I’m trying to implement torch.compile in my program, but I’m encountering reproducibility issues with this script using PyTorch 2.7.1:

import os
from functools import partial

import torch
from torch.nn import MultiheadAttention
from torch.testing import assert_close

os.environ["CUBLAS_WORKSPACE_CONFIG"] = ":4096:8"  # for deterministic cdist

torch.backends.cudnn.benchmark = False
torch.backends.cudnn.deterministic = True
torch.use_deterministic_algorithms(True, warn_only=False)

torch.backends.cuda.enable_flash_sdp(False)
torch.backends.cuda.enable_mem_efficient_sdp(False)
#torch.backends.cuda.enable_math_sdp(False)

strict_assert_close = partial(assert_close, atol=0,rtol=0)
device  = "cuda"

def fn():
    torch._dynamo.reset()

    self_attn_builder = partial(MultiheadAttention,embed_dim=4,num_heads=1,dropout=0.1,bias=True,batch_first=True)

    torch.manual_seed(0)
    tf_raw = self_attn_builder().to(device)

    torch.manual_seed(0)
    tf_compiled = torch.compile(self_attn_builder().to(device),fullgraph=True)

    torch.manual_seed(0)
    tranfomer_input = torch.randn(torch.Size([128, 50, 4])).to(device)

    torch.manual_seed(0)
    output_1 = tf_raw(tranfomer_input,tranfomer_input,tranfomer_input,attn_mask=None,key_padding_mask=None)

    torch.manual_seed(0)
    output_compiled = tf_compiled(tranfomer_input,tranfomer_input,tranfomer_input,attn_mask=None,key_padding_mask=None)

    try:
        strict_assert_close(output_compiled, output_1)
        return True
    except AssertionError:
        return False
from torch._inductor.compiler_bisector import CompilerBisector

CompilerBisector.do_bisect(fn)

I can see that the output of aten._softmax differs between compiled and eager modes, which breaks my reproducibility tests.

Is this expected behavior, or is it a bug? Are there any options to ensure identical results between torch.compile and eager execution?

Thanks for your help!

How large is the absolute and relative error?

No, there is no guarantee different algorithms will return bitwise identical outputs.

Yes, but the error is not so small.

AssertionError: Tensor-likes are not equal!

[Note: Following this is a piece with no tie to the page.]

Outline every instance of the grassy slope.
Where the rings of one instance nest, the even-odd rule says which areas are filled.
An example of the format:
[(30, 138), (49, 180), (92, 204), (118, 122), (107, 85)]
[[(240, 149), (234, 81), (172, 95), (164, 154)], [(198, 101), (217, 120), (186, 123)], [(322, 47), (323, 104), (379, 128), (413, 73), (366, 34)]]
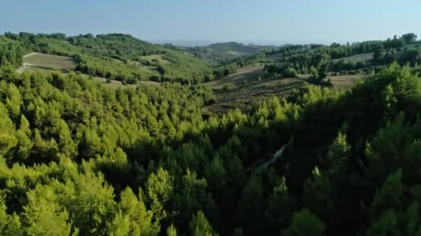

Mismatched elements: 25600 / 25600 (100.0%)
Greatest absolute difference: 0.4337801933288574 at index (3, 1, 0)
Greatest relative difference: 2057.0537109375 at index (97, 14, 0)

The failure occurred for item [0]

In training, it completely changes my training results.

I can reproduce this larger error, but get the expected numerical mismatches after disabling dropout. I don’t know if random operations are guaranteed to return the same outputs as I would guess the mask sampling differs.

Ah, thank you, I will think that torch.manual_seed(0) will make dropout reproducible with torch compile, and CompilerBisector.do_bisect led me to the wrong path.